[plt-scheme] Why do layman programmers care about Currying?

From: Grant Rettke (grettke at acm.org)
Date: Fri Jan 2 09:57:35 EST 2009

On Tue, Dec 30, 2008 at 11:44 PM, Richard Cleis <rcleis at me.com> wrote:
> On Dec 30, 2008, at 9:12 PM, Grant Rettke wrote:
>> Why do layman (working programmers) care about Currying? Or how are
>> they applied in daily use to help one out?
>
> I'm not sure if you are referring to 'using a function that curries other
> functions,' or if you mean (as the wikisnip says) "if you fix some
> arguments, you get a function of the remaining arguments." I manually do the
> latter frequently, and it's one of the reasons I like Scheme so much.

I don't understand the practical application of currying in Scheme, so
I'm not asking about one or the other; the wikipedia link was just my
going in position on trying to understand what is currying.
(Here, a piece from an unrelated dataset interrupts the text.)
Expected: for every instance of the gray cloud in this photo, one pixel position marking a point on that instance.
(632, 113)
When you do apply the latter, what are the idioms or patterns that you
most often encounter?

I understand the idea of using bindings to capture state, but I don't
see how that translates into normal usage. For example, if you write

(define (((foo a) b) c)
  (λ () (do-something-to a b c)))

you will get a function back 3 times, but only the third time is the
result you expect. How do you know when to stop, keep track of how
many times you called it? Is this a good example?